Paul’s elbow tapped Katka’s forearm. A shiver went through her body. Thunder crackled in the distance. The photographer clicked his camera just as a jagged flash of light illuminated the sky behind them.
“That won’t do,” the photographer said. “Lightning in the background. Stay still now, and I will try another.” When he finished taking the second photo of the two together, Paul asked him to take a still of each of them alone.
Three days later, Paul showed Katka the photo of herself. Katka looked stern and expressionless. Her hair, however, was blowing wildly in the wind. “Thank you for purchasing it, Paul. I love photographs. You do not?”

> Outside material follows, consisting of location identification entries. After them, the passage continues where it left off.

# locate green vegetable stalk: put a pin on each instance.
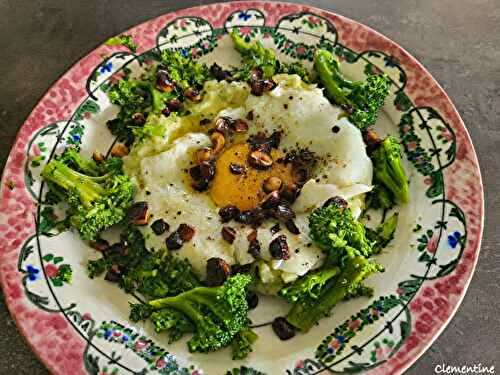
(361, 100)
(389, 171)
(218, 315)
(304, 315)
(256, 56)
(96, 202)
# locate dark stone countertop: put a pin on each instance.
(457, 40)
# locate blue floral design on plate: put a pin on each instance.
(244, 16)
(33, 272)
(454, 238)
(106, 67)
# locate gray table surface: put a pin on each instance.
(457, 40)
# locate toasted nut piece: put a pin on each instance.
(283, 212)
(99, 244)
(120, 248)
(300, 176)
(113, 275)
(372, 140)
(207, 170)
(218, 141)
(240, 126)
(279, 248)
(271, 200)
(218, 270)
(337, 201)
(292, 227)
(236, 168)
(186, 232)
(195, 173)
(159, 226)
(204, 154)
(228, 234)
(174, 241)
(260, 159)
(252, 300)
(138, 118)
(257, 87)
(192, 94)
(229, 213)
(254, 217)
(256, 74)
(165, 111)
(219, 73)
(200, 185)
(163, 82)
(283, 329)
(348, 108)
(273, 183)
(97, 156)
(275, 229)
(290, 193)
(241, 268)
(269, 85)
(119, 150)
(222, 125)
(252, 236)
(174, 104)
(138, 213)
(254, 248)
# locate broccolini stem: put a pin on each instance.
(179, 304)
(195, 294)
(323, 61)
(304, 316)
(87, 187)
(239, 43)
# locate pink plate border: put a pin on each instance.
(53, 339)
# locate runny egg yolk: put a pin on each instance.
(244, 190)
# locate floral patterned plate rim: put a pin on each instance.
(43, 274)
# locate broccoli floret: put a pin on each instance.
(296, 68)
(345, 242)
(172, 321)
(388, 169)
(158, 275)
(361, 100)
(242, 343)
(184, 71)
(379, 198)
(306, 312)
(338, 234)
(95, 202)
(50, 222)
(73, 159)
(310, 285)
(217, 313)
(152, 274)
(256, 56)
(383, 234)
(139, 98)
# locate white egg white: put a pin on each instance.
(305, 118)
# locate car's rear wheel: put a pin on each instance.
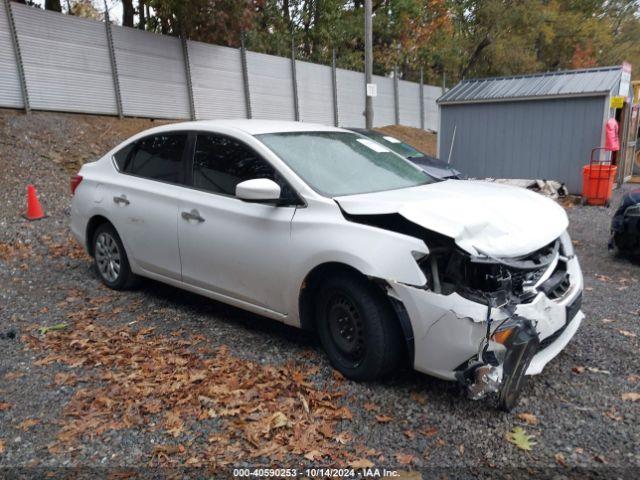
(358, 328)
(111, 259)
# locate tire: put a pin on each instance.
(358, 328)
(111, 260)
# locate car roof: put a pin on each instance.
(252, 127)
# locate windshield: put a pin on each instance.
(343, 163)
(401, 148)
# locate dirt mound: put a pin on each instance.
(426, 142)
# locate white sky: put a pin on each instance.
(114, 6)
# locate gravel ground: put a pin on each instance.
(580, 423)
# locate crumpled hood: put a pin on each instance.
(482, 217)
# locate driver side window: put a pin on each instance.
(220, 163)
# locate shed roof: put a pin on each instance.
(568, 83)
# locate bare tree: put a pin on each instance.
(127, 13)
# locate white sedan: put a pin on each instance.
(327, 230)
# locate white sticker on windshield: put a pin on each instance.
(376, 147)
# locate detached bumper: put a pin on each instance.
(449, 331)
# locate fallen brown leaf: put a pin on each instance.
(369, 407)
(613, 414)
(631, 396)
(28, 423)
(383, 418)
(360, 463)
(429, 431)
(313, 455)
(528, 418)
(404, 458)
(343, 438)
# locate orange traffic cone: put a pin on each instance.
(34, 210)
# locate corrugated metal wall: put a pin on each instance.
(384, 104)
(218, 91)
(431, 114)
(547, 139)
(152, 74)
(315, 92)
(67, 65)
(409, 102)
(271, 86)
(350, 98)
(10, 92)
(66, 61)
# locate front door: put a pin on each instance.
(228, 246)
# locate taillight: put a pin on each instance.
(74, 182)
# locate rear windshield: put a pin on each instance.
(343, 163)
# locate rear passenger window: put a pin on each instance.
(122, 155)
(158, 157)
(220, 163)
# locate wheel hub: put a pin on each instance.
(107, 256)
(345, 327)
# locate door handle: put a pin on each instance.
(192, 215)
(121, 199)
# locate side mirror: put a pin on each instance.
(258, 190)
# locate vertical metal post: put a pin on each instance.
(396, 96)
(18, 54)
(187, 71)
(421, 97)
(368, 60)
(334, 84)
(112, 59)
(294, 80)
(245, 75)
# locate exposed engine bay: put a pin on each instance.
(498, 287)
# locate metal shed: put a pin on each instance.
(530, 126)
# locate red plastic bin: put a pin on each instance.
(597, 183)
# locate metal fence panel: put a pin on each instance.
(216, 76)
(350, 98)
(66, 61)
(315, 91)
(431, 116)
(152, 74)
(10, 91)
(383, 103)
(409, 100)
(67, 65)
(271, 86)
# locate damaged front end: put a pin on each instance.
(501, 285)
(483, 320)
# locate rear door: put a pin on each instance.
(228, 246)
(144, 202)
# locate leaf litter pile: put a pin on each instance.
(169, 384)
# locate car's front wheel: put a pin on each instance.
(111, 259)
(358, 328)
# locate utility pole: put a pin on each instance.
(368, 62)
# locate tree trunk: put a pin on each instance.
(127, 13)
(53, 5)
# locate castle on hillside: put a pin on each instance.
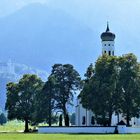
(84, 117)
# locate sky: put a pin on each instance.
(123, 16)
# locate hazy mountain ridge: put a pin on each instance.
(43, 36)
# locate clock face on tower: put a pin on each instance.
(108, 38)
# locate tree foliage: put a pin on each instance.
(46, 103)
(114, 82)
(129, 78)
(21, 98)
(3, 119)
(67, 81)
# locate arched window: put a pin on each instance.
(83, 120)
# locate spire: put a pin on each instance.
(107, 29)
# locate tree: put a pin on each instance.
(46, 103)
(72, 119)
(129, 79)
(67, 120)
(21, 98)
(3, 119)
(67, 81)
(99, 93)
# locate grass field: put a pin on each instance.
(67, 137)
(11, 129)
(12, 126)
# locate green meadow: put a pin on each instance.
(9, 136)
(13, 130)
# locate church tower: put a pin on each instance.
(108, 42)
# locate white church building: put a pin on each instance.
(83, 116)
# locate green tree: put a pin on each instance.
(60, 120)
(21, 98)
(72, 119)
(99, 93)
(3, 119)
(129, 82)
(67, 81)
(46, 103)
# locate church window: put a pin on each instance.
(83, 120)
(109, 52)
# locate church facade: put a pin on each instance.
(85, 117)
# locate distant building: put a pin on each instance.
(83, 116)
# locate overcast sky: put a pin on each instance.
(123, 16)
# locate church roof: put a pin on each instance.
(107, 35)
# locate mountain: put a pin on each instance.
(39, 36)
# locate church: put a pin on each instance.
(84, 117)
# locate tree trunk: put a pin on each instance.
(26, 126)
(50, 114)
(110, 118)
(65, 113)
(50, 123)
(127, 119)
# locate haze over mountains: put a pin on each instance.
(39, 36)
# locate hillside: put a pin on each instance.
(39, 36)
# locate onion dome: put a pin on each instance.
(107, 35)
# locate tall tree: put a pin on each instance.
(3, 119)
(67, 81)
(99, 92)
(46, 103)
(129, 79)
(21, 98)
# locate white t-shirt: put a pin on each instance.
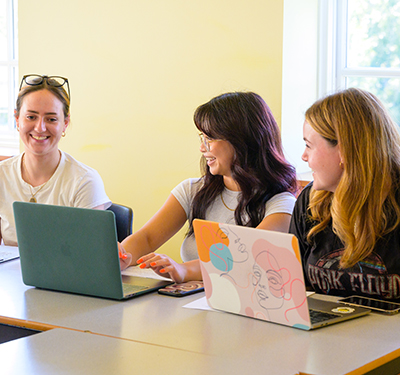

“It was risky. For reasons I can’t explain. But you were right to insist. Photographs are important, Kat. One day, when you are an old woman, you will tell your children that when you were a girl, you boarded a ship with a stranger and sailed off to a foreign land. You will tell them what you saw on this trip. You will tell them about the rats that crawled in your berth. About the sickness on the boat, the dead bodies thrown overboard. The shoddy marriages conducted. The revolting food. And maybe they will believe you and maybe they won’t. But you will have a photo. A photo of you, a beautiful poem of a woman, with the blush of youth still fresh on your body, standing at the ship deck, your hair blowing tempestuously about your face, a storm at your back.”